From Mish Shedlock’s blog, one can see 4 sectors of the U.S. economy of note: Construction, Manufacturing, Retail and Service jobs. The first three categories lost jobs, while the 4th category gained jobs to help produce the -20,000 jobs.
In essence, higher paying jobs were lost and lower paying service jobs were the replacement.
The four sectors do not point to any revisions down the line, but rather demonstrate that higher paying jobs are being lost and outsourced while lower paying service jobs are the likely replacement. However, the detail that is most likely to require a revision of -20,000 to a lower figure is the birth/death model.
The Bureau of Labor Statistics, which produces the Employment report cannot know how many jobs are created or lost when new businesses form (business birth) or go out (business death) of existence. As a result, it has developed a model called the birth/death model as a plug for those jobs. Last month this plug was very large: +267,000 jobs created. The problem with the model is that it is not calibrated to swings in the business cycle. Simply put, the model overestimates business failure and underestimates new businesses during upswings, as it underestimates business failure and overestimates new businesses during downswings.

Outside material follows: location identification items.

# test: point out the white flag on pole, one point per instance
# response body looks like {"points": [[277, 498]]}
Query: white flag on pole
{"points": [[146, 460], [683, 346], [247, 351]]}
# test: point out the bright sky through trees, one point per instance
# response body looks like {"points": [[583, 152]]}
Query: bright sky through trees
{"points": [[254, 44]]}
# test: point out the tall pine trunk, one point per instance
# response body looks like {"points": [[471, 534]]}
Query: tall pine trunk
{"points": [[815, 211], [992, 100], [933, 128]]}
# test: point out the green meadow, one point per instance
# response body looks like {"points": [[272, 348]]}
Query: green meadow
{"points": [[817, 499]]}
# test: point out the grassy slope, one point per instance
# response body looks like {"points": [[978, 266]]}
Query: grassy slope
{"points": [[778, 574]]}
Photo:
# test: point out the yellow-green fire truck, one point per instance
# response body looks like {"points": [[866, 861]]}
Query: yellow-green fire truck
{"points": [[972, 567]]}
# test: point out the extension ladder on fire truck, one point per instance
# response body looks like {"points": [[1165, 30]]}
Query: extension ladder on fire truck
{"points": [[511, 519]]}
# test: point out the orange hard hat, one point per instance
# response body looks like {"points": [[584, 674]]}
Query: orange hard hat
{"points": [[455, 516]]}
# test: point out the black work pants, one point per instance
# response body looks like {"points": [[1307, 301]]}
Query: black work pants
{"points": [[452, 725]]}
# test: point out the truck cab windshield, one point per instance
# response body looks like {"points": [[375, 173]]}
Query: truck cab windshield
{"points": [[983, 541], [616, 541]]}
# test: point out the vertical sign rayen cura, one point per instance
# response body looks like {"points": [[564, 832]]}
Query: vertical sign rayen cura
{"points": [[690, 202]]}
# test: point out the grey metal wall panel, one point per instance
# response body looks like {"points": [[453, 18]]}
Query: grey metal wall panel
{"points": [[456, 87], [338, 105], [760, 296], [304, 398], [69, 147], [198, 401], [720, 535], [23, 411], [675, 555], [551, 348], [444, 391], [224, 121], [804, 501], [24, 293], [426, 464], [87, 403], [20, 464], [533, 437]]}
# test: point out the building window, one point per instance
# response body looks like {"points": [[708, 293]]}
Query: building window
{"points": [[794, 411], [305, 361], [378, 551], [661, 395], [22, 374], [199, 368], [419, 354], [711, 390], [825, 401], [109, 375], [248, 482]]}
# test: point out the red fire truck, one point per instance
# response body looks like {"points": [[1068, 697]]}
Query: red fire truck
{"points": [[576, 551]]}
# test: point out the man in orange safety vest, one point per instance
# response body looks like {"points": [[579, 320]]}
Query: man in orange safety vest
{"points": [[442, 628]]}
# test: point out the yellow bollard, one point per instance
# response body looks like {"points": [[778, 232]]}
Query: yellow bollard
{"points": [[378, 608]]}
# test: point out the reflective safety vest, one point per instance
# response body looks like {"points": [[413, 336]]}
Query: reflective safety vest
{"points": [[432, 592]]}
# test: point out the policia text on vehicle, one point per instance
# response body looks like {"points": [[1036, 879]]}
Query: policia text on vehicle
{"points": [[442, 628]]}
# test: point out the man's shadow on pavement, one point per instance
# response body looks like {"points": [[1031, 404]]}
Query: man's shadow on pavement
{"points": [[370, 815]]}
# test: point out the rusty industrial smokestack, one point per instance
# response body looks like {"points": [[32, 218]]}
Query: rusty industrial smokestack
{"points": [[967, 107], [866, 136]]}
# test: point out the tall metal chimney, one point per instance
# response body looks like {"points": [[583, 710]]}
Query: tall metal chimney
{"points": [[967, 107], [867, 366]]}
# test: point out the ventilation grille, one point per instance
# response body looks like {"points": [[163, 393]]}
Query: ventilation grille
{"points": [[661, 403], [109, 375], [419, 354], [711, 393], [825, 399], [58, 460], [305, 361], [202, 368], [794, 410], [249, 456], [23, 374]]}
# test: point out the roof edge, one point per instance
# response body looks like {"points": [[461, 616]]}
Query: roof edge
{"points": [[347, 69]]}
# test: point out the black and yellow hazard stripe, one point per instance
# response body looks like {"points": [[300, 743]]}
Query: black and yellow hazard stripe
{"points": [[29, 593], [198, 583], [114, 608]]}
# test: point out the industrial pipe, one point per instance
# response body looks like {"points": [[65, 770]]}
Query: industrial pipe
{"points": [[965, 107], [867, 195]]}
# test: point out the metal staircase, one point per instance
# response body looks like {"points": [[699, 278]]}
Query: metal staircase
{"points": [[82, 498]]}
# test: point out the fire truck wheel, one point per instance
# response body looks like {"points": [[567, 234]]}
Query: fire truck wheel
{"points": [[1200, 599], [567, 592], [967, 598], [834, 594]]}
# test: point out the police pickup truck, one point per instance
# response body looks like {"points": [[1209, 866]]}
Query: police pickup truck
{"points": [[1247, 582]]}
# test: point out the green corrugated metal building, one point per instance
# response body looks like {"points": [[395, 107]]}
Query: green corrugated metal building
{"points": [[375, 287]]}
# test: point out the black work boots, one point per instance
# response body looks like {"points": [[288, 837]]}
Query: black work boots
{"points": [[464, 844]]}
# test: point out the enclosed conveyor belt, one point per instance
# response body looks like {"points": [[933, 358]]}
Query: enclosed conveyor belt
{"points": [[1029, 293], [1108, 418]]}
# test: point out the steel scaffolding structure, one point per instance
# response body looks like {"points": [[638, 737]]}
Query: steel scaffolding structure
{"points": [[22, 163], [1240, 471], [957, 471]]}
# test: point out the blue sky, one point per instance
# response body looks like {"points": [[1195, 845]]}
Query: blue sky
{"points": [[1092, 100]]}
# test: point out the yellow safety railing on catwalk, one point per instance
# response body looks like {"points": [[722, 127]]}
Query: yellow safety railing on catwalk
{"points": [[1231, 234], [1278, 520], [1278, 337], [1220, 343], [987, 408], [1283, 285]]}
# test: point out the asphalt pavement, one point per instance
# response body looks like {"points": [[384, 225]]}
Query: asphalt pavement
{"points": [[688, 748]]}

For example, within this +267,000 jobs is a figure of +45,000 construction jobs. How could the construction business be hemorrhaging jobs at a -61,000, yet the Birth/Death model fills a plug for a net +45,000 new jobs? The two data points illustrate clearly that far fewer than net +267,000 jobs were created by business birth and death.
Obviously, one could see that the unemployment number was -287,000 not including the birth/death model. Given that we are likely in recession with the manufacturing sector collapsing and the private sector having lost jobs 5 months on the trot, major revisions to the final number should be expected. Yet, Wall Street loved this number, just as it loved the +0.6% GDP number. Both numbers are pure fiction as we are in the beginning of a major recession.